Army explores ground-penetrating imaging technology

When U.S. troops were combing Tora Bora, where Osama bin Laden was reported to be hiding late in 2001, one challenge was not knowing what the rugged terrain concealed.

The hunt for Saddam Hussein in Iraq ended after months of searching when he was found in a 'spider hole,' a small man-made cavity whose entrance was hidden near farm buildings in Tikrit.

Looking for enemies, caches of weapons'even research facilities hidden underground'is a long, arduous process. But the Army Battle Command Battle Laboratory at Fort Huachuca, Ariz., is providing some funding to explore a technology that promises to illuminate the process.

A subterranean target identification system, or STI, is under development by Silicon Graphics Inc. STI works something like a magnetic resonance imaging machine, said Paul Temple, a senior manager at Silicon Graphics Federal. By sending sound waves into the ground and using microseismic sensors to record the movement of the waves, computer software can develop a picture of what lies anywhere from 20 feet to 1,000 feet below the surface, he said.

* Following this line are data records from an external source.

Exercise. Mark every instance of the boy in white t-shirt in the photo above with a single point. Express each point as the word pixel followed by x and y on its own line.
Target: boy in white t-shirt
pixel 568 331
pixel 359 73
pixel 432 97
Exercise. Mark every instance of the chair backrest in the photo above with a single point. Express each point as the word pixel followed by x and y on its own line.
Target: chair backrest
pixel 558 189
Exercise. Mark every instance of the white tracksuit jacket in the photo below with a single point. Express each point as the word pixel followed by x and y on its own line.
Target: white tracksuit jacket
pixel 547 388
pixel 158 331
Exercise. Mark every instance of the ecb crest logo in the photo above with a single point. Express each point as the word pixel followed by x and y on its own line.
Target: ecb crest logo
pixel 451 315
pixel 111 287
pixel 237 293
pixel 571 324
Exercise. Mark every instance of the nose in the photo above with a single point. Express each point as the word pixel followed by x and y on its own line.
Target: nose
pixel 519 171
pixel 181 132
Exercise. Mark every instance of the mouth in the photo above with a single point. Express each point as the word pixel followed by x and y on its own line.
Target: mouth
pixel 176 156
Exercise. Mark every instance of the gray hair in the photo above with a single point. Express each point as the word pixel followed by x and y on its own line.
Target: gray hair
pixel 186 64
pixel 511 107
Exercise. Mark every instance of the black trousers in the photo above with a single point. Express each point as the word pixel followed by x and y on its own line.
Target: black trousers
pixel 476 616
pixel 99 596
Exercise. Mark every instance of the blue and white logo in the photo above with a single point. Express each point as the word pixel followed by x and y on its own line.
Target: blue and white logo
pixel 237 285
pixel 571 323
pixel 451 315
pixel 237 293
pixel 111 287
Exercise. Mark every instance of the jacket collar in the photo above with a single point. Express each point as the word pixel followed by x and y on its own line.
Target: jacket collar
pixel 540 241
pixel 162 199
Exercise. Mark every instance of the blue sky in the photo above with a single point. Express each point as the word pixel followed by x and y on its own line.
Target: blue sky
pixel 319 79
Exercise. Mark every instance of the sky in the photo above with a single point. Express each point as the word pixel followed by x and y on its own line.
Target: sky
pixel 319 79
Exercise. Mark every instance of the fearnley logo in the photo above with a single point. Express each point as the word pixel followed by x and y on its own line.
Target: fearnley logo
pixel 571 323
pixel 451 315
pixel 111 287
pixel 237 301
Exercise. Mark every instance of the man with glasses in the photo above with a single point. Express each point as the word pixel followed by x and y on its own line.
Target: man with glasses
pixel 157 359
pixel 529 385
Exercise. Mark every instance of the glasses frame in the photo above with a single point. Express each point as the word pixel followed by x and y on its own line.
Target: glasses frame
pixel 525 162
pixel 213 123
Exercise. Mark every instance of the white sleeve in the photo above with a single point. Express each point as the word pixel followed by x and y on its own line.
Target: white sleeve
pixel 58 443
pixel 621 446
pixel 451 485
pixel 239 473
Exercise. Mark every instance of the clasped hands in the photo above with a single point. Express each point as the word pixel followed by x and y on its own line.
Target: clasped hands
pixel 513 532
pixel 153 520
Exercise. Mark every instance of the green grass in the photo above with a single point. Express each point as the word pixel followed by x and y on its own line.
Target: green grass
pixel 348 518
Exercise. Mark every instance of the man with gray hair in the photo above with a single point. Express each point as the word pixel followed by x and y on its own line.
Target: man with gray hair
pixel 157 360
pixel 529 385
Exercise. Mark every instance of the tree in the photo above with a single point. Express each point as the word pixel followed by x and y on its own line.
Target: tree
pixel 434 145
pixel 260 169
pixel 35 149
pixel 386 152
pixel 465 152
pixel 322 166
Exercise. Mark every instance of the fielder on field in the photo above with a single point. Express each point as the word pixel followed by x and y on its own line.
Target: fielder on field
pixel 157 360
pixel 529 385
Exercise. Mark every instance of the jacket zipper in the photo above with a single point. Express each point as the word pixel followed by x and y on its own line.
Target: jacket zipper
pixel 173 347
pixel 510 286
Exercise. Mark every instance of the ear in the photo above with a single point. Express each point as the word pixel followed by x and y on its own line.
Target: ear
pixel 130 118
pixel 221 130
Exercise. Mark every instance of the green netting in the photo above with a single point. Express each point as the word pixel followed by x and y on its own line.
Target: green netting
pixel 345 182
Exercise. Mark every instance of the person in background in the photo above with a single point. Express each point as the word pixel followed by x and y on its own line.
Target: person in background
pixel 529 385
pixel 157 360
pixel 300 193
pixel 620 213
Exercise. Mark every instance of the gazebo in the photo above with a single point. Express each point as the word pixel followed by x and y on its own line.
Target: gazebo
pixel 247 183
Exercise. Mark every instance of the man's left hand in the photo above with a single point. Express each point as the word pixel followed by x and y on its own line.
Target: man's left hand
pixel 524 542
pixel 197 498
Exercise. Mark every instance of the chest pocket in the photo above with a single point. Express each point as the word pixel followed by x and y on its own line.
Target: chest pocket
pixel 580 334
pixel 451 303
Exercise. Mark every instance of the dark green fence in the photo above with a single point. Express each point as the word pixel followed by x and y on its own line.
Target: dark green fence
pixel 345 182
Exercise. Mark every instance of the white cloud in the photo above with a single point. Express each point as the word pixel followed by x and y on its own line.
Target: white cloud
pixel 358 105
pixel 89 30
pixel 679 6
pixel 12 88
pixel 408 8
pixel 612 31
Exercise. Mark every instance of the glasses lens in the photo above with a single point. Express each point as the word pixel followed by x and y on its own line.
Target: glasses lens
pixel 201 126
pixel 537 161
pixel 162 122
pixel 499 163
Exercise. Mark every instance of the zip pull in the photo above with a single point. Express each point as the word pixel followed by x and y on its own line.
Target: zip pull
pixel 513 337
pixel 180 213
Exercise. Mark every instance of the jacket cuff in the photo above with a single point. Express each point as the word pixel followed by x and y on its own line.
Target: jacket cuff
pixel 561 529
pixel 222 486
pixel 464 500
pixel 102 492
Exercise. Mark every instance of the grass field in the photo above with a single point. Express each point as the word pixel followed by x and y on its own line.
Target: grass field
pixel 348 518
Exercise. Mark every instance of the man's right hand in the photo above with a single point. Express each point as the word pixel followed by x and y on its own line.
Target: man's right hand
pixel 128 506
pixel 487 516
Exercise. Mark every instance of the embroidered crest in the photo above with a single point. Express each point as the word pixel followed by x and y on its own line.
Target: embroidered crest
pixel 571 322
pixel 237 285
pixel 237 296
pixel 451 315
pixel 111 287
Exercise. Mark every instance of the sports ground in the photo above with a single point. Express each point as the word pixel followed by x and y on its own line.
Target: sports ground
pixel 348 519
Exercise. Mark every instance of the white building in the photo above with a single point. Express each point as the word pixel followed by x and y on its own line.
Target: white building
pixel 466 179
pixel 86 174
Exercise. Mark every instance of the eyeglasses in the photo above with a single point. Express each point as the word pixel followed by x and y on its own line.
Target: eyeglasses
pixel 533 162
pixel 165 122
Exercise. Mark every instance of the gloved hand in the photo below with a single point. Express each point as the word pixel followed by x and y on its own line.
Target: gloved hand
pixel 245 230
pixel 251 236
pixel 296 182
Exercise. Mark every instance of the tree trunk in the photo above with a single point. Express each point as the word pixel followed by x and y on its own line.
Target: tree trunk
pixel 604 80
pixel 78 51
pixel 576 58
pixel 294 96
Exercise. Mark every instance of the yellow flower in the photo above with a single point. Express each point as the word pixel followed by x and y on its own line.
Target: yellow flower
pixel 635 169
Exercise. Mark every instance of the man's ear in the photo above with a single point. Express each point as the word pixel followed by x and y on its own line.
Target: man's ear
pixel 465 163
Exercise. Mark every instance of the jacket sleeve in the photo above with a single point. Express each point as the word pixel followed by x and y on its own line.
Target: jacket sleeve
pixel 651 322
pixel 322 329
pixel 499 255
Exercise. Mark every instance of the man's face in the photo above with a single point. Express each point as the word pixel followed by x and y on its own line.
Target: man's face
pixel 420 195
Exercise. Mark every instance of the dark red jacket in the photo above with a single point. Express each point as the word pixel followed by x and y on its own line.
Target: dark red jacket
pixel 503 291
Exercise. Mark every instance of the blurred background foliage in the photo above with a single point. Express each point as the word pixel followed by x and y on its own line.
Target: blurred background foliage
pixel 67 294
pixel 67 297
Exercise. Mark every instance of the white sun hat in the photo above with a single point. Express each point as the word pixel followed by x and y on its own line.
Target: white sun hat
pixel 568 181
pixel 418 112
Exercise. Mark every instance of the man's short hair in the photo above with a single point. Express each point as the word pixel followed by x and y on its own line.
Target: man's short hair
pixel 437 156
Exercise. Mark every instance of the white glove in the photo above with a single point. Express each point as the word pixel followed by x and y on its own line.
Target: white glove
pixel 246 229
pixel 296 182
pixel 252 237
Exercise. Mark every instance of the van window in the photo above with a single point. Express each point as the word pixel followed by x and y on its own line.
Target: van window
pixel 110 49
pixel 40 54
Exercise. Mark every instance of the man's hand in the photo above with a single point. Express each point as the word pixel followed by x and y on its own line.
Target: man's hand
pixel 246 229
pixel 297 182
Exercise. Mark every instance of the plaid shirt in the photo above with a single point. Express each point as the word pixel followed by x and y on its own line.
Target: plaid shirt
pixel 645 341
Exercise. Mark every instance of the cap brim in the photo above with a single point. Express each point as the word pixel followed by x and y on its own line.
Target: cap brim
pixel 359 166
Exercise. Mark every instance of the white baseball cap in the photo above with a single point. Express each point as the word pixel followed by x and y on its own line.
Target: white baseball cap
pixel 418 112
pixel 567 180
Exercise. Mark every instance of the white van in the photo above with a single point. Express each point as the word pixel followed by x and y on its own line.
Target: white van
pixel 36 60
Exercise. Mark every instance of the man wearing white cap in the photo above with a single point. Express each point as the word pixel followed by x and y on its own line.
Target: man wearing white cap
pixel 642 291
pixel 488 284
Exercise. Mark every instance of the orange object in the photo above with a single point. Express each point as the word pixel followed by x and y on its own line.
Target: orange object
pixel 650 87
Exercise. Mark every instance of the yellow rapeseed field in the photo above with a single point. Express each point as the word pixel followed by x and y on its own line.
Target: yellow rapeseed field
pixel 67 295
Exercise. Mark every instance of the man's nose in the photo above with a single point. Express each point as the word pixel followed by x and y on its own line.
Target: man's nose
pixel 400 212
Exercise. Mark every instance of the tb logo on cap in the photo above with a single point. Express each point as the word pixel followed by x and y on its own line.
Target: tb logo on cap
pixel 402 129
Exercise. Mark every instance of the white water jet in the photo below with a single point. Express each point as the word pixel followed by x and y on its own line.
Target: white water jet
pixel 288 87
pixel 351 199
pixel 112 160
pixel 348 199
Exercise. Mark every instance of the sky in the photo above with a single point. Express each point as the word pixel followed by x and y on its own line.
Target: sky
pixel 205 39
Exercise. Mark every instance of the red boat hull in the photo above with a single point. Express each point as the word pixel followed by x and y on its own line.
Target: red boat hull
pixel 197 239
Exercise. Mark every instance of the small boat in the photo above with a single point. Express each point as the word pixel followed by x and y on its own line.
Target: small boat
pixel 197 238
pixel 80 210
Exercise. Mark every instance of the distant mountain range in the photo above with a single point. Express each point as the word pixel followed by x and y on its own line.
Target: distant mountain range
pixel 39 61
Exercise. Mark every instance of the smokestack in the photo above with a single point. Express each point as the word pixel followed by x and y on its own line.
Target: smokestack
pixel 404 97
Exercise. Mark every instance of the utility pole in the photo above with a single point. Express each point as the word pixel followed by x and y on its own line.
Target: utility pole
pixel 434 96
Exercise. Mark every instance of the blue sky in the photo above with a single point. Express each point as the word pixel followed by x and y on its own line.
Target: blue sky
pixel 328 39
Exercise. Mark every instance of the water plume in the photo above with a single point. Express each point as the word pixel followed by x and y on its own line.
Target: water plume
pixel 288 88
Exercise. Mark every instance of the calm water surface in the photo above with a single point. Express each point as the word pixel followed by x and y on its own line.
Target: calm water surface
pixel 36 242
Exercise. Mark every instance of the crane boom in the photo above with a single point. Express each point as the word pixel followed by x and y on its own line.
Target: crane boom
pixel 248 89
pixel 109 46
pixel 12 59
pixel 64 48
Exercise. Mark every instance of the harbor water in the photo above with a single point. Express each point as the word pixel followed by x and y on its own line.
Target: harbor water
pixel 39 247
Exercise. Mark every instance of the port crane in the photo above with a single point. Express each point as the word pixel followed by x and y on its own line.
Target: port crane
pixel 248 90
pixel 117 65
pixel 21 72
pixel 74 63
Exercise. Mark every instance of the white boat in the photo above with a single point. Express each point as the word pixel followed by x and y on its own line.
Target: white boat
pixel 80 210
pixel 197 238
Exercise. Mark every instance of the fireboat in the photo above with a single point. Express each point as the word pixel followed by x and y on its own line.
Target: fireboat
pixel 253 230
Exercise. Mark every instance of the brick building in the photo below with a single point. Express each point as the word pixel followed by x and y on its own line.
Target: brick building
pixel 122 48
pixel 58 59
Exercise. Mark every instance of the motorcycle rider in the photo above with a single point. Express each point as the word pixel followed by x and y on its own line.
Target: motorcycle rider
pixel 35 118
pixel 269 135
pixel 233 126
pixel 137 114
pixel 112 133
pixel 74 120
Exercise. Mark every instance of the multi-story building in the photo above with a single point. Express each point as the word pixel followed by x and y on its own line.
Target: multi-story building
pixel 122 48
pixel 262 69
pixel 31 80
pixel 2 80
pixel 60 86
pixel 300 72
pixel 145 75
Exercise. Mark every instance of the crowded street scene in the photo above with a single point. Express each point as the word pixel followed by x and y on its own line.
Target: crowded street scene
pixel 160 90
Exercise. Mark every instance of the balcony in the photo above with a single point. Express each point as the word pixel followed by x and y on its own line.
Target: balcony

Imagine spreading the sensors around a mosque'which military personnel aren't allowed to enter'and using sound waves to determine if there are any anomalies underneath it, Temple said.

'Typically, there's rock below the ground, but an air pocket that's shaped exactly square could be an operations center,' he said. 'If there's an air pocket shaped like a worm, it might be a tunnel; or metal [in place] of granite, maybe there are buried aircraft or trucks.'

Temple said the idea for STI came from technology currently being used in the oil and natural-gas industry. He approached officials at Fort Huachuca about sponsoring R&D into the concept.

'As a battle lab, they don't have their own funding. They get it through plus-ups [additional appropriations from Congress],' Temple said. So SGI contacted the Arizona congressional delegation, and Sen. Jon Kyl (R) took an interest.

'By leveraging the latest advanced sensing and data processing capabilities, Fort Huachuca and SGI will develop technologies that are much more effective in identifying underground facilities, posing less risk to our military men and women who are fighting the war on terrorism,' Kyl said in a statement to GCN.

The project is on schedule to conduct demonstrations by the end of the year, Temple said.